Au sein de nos rédactions, nous avons un parti pris et nous l’assumons. Nous estimons que l’amnistie ou les amnisties proposées viennent à point nommé et constituent une opportunité qu’il convient de saisir. Sans anticiper sur les interventions de nos éminents spécialistes, il nous apparaît que les conditions et les causes ayant présidé à ces amnisties tiennent à trois raisons :1. La technologie : plus précisément le digital, le big data, le croisement des données d’origines diverses. La DGI a fait sa mue et dispose désormais d’outils performants pour débusquer les erreurs ainsi que les omissions involontaires ou non. Cette capacité a été démontrée à l’occasion de révisions ayant touché des activités comme les professions libérales. C’est une nouvelle donne. L’apurement du passif et du passé est nécessaire pour démarrer sur de nouvelles bases, dans la sérénité et la confiance.

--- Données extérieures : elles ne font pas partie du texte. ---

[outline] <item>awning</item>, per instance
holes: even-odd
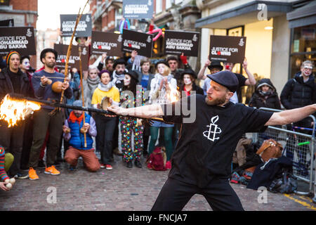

2. Les engagements internationaux du Maroc :
Sous la conduite éclairée de S.M. le Roi que Dieu l’assiste, le Maroc a fait le choix de l’ouverture et il s’inscrit dans les règles de la légalité internationale. La lutte contre le terrorisme, contre le blanchiment d’argent et l’évasion fiscale, obligent à une traçabilité des mouvements de fonds et à la traque des opérations financières illégales domestiques ou internationales. L’adhésion du Maroc à l’OCDE et sa signature des protocoles d’échanges des données financières détenues par les banques des pays signataires rend le contrôle beaucoup plus aisé et instantané. La suite est connue de tous.3. La convergence et l’harmonie avec d’autres mesures, lesquelles mesures prises isolément n’auraient pas l’effet escompté. Je m’explique :
En matière d’incidents de paiement (chèques impayés) on dénombre à fin 2018 un cumul de 98 milliards de dirhams d’impayés, causés par 3 millions de personnes, dont 645.000 causés par des personnes morales. Par ailleurs, Bank Al-Maghrib va ouvrir au public (commerçants et particuliers) la consultation en ligne avant de se faire payer par chèque ou traite. Il fallait donner une chance à toutes ces personnes pour régulariser leur situation. Comment encourager cette frange de la population (presque 20% de la population adulte) à régulariser sa situation ? L’État renonce à une partie de la pénalité. En revanche, les droits des créanciers sont sauvegardés. Rappelons que l’absolution est subordonnée au règlement intégral de la créance impayée. Amnisties, la fin de l’impunité ? Je laisse le soin à nos invités de répondre à cette interrogation et à toutes celles que nos invités et les internautes qui nous suivent à distance pourraient formuler. Avant de céder la parole, je voudrais vous informer que nous préparons un calendrier riche de matinales. Pas moins de 12 conférences du Cycle de Conférences du Groupe le Matin sont prévues en 2020. Elles seront autour du nouveau modèle de développement et traiteront des différentes thématiques majeures concernées par ce plan. Nous communiquerons plus en détail sur ces conférences.»